India's improved 'Ease of Doing Business' ranking has certainly infused enthusiasm into the semiconductor sector as industry structural (framework) and public infrastructure challenges get addressed. Spurred by the reduced corporate tax of 15 per cent for manufacturing - one of the lowest rates of-its-kind globally, capitalises on the ongoing trade war and the increasing need for viable semiconductor alternatives by players looking to alleviate supply chain pressures. These parameters strengthen India's position as an influential global trade partner.

"For a country looking at economic diversification outside of its poster industry, the services of mainly BPO and IT, this confluence - demand for high-value manufacturing driven by deep tech and India's elevated role in geopolitics provides a 'network effect' between chip manufacturing and semiconductor design that had not previously ramped up in a big way," says Raj.

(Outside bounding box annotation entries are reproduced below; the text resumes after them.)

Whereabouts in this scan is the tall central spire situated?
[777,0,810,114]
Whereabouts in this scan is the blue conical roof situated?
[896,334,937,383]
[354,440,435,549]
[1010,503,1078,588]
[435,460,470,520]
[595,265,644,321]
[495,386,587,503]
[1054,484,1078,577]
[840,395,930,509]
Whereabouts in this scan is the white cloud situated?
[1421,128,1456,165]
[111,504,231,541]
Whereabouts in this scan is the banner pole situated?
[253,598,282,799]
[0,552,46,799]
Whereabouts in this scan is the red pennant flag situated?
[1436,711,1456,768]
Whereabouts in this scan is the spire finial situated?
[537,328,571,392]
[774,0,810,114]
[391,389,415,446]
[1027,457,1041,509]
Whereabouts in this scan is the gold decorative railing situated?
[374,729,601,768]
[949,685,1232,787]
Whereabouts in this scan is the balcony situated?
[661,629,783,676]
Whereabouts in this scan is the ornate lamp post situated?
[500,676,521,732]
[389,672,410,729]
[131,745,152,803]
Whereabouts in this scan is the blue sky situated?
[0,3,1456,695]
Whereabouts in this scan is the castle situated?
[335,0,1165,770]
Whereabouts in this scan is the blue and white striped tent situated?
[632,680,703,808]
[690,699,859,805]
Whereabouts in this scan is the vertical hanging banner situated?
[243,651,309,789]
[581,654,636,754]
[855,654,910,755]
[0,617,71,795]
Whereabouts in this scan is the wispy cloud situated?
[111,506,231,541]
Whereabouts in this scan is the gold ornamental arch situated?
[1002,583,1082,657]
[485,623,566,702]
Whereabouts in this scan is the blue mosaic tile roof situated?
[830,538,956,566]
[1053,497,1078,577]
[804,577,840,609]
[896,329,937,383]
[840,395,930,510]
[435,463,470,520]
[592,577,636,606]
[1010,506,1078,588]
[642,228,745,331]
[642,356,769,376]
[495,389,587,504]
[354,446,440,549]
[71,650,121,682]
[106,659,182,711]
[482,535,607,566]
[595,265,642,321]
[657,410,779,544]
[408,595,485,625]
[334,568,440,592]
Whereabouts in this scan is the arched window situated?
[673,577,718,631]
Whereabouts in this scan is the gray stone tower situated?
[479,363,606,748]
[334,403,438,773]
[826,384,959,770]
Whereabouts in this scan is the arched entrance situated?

Giving semiconductors a second lease of life, a key imperative moving forward is to implement commercially-viable policies formulated by industry experts familiar with successes of current semiconductor nations. Developing National Investment Entities or the right investment and collaboration models that can kick start relevant funding schemes in the first 10-20 years of growth is just one initiative that can be emulated, ensuring semiconductor players can be effective partners to those in deep tech. Successful case studies show that up to 100 per cent support was given through the first few fabs, outsourced semiconductor and testing facilities (OSATs) and design houses. The end goal for India needs to be well-build partnerships including inter-government and public-private collaborations.

"Tapping into both India's large domestic electronics consumption and deep tech growth, across the value chain of fabs, OSATs and supporting industries is an attractive proposition. I believe the focus in building first fabs should be in the niche and emerging disruptive 200-300mm technologies where India has a higher chance to be successful. It can additionally meet the growing need for dual-source locations and alternatives - this should be a strategic component to India's new semiconductor playbook," adds the 30-year industry veteran.

Another imperative is realising win-win public-private partnerships anchored in innovative business models and an outward-looking mindset that is reflective of current manufacturing advancements, customised to India's socio-economic fabric. It must be said that India's path ahead is not one it should travel alone. Having a frontier mindset also means incentivising entities and nations to become partners and help start this pioneering industry in India. The government must leverage the value of its domestic markets and global opportunity, especially now.

The IGSSV team behind the feasibility study, are specialists from its subsidiary companies representing two core segments: Plant and fab/foundry Transformation services and Niche Technologies focusing on GaN-on-Si development and manufacturing; and SiPh co-design services, automated testing and commercialisation through a dedicated 8" CMOS foundry. Headquartered in Singapore, IGSSV's technology solutions find its end-applications in Advanced ICT, Advanced Manufacturing, Smart Mobility and Life Sciences.